The Rap Year Book: The Most Important Rap Song From Every Year Since 1979, Discussed, Debated, and Deconstructed
- First edition
- Author: Shea Serrano
- Illustrator: Arturo Torres
- Language: English
- Subject: Hip hop
- Genre: Music criticism, music history
- Publisher: Abrams Image
- Publication date: October 13, 2015
- Publication place: United States
- Media type: Paperback
- Pages: 240
- ISBN: 1-4197-1818-5
- Website: https://www.abramsbooks.com/product/rap-year-book_9781419718182/

= The Rap Year Book =

Book by Shea Serrano

The Rap Year Book: The Most Important Rap Song From Every Year Since 1979, Discussed, Debated, and Deconstructed is a 2015 New York Times best-selling book written by Shea Serrano and illustrated by Arturo Torres.

==Development==
The Rap Year Book followed Serrano's 2013 project with Houston rapper Bun B, Bun B's Rap Coloring and Activity Book.

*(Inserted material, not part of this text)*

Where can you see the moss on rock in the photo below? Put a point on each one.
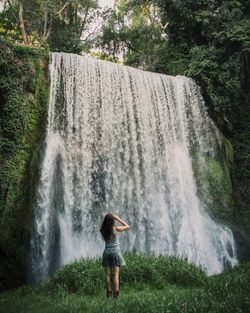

The Rap Year Book took 15 months to develop, and was still without an illustrator three months before the book's due date. Serrano encountered eventual collaborator Torres via a flyer Torres had designed announcing a performance by Dallas rap group The Outfit, Texas; Serrano told Texas Monthly that on seeing Torres's work, he thought immediately, "This is the exact style that I’m trying to find." Serrano contacted the group's management asking for information about who had made their flyer and eventually tracked Torres down on social media; Torres agreed to work on the book.

==Publication==
The Rap Year Book was published on October 13, 2015, by Abrams Image. It is 240 pages with 150 full-color illustrations.

==Format==
The book is structured around essays by Serrano selecting the most important rap song for every year from 1979 to 2014. His text is accompanied by illustrations by Torres, "bright, colorful, and offbeat cartoons...featuring depictions of Kanye and Jay-Z on a movie poster, Dr. Dre in scrubs, Drake using a pottery wheel, and more." Ice-T wrote the book's preface, and critics, including Wesley Morris and Jessica Hopper, contributed short rebuttals arguing for alternative choices as the most important song of a given year.

==Reception==

===Sales===
Propelled by Serrano's engagement with his enthusiastic Twitter following, The Rap Year Book repeatedly ranked on 2015 The New York Times best-seller lists. The book's first pressing of 20,000 copies sold out in pre-orders before The Rap Year Book even hit shelves; a mock "feud" on Twitter between Serrano and Books-A-Million sold out the retailer's stock of the book in one day, and crashed the company's website in the process.

===Reviews===
PopMatters reviewed the book as "both educationally useful and shamelessly fun...tailor-made to counter every criticism levied against routine, overly generalized music retrospectives." In the Los Angeles Review of Books, Oliver Wang said that while Serrano's essays take a position on what constitutes the most important song of each year, "he doesn’t browbeat his reader into agreement; he writes confidently but not condescendingly. More importantly, the main pleasure in reading The Rap Year Book isn’t in agreeing with Serrano’s choices but rather in following the elliptical paths he takes to explain them."

==Adaptation==
In July 2017, Serrano announced that AMC would produce The Rap Year Book as a 6-part television documentary series with The Roots as executive producers.